Lesson 1: What is Community to Me?

Image of Camp store.
Description

This lesson leads students on a deep dive into their own identities and their places within their local and global communities.

Grade
8-12

Big Ideas

  1. Community can be many different things and a combination or intersection of them.
  2. Community is formed through family, friends, location, identity, and one's place in a larger global society.

Learning Outcomes

By the end of this lesson, students will be able to:

  1. Identify and explain the different communities in their life.
  2. Reflect on what community means to them.
  3. Start to think about and make a list of community members they would like to collect an oral history from later in the project.

Preparation

  1. Review student work on the Creating Portraits of Community online gallery, and select several examples to be discussed later in the lesson. Be advised that some student work talks about the effects of gun violence, opioid addiction, and mentions CASA, Autism, FASD, and human trafficking. Students selected their own subjects to feature and the content reflects their perspectives. Below are resources to help approach sensitive topics in the classroom:
    1. Talking to children after a traumatic event
    2. Talking about disability in the classroom
  2. Review the following Project Zero thinking routines:
    1. Who Am I? Explore, Connect, Identify, Belong
    2. Unveiling Stories
  3. Review the StoryCorps videos below or choose your own:
    1. Grandma’s Hands
    2. Learning To Fly: This Land
    3. Lessons From Lourdes: From the Fields to the Classroom
    4. No More Questions
    5. Sunday at Rocco’s
  4. Review the mind map example.
  5. Review the My Community History Project booklet to preview the oral history collection that will take place in lesson four.

Lesson Structure (45 Minutes)

Warm Up

Frame the lesson: The Creating Portraits of Community project is a celebration of your stories in conjunction with the 250th anniversary celebrations of the signing of the Declaration of Independence at the Smithsonian.

To highlight our community and help celebrate the 250th anniversary of the signing of the Declaration of Independence, you will use the skills gained in the following lessons to take photographs and collect oral histories of community members.

Now, let’s think about what community is.

Who are we?

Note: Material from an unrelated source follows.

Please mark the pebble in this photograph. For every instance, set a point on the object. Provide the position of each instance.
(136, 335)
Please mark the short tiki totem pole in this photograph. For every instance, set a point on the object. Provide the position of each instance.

How are we all connected? What is community?

Activities

Frame the activity: We are going to look at the different ways community forms: through our immediate surroundings and our larger global society.

1. My Community:

Who am I?

Think about who you are and then about someone else. Consider how you have become who you are, where you belong, and what that can mean in our changing world.

Explore: Who am I? How has my identity developed?

Connect: I am connected to my parents, their parents and my brother and sister. I’m on the basketball team. Who else and what else am I connected to?

Identify: If I wanted others to know who I am, what would identify me? Do we have more than one identity?

Belong: Where do I think I belong? Do I have a sense of belonging to more than one group, more than one place?

Explore student work: Let’s now look at some student work from year one of the Creating Portraits of Community project. Instruct students to examine your pre-selected student works.

These works were created by middle- and high-school students that did the same assignment you will do. Each student chose what the focus of their assignment would be.

What would you like to ask them after seeing their work?

Frame the activity: After thinking about how your identity plays into community and seeing examples of your peers’ communities, let’s think of how our identities can connect us to others outside of where we live, our state, and even our country.

2. Globe as Community:

How are we a larger community?

Display the questions below on the board from the thinking routine Unveiling Stories. Instruct students to think about the questions while they are watching the StoryCorps videos.

Unveiling Stories

What is the human story?

What is the world story?

What is the new story?

What is the untold story?

Wrap Up and Assessment

Building a toolkit to create community portraits:

After hearing and seeing other’s stories and thinking about our own identities, let’s brainstorm things or people that mean a lot to us, or something we would like to learn more about in our community.

Who or what comes from your community and is important to you?

Who or what would you like to learn more about in your community?

On a piece of paper, draw a mind map. You can fill in the circles with words, pictures, or drawings. Start with your name in the middle and fill in the outer circles with ideas you came up with in the Who am I thinking routine. Then branch that out to things, activities, and people in your community.

Keep your map and continue to add to it until you decide who you would like to collect and document an oral history from.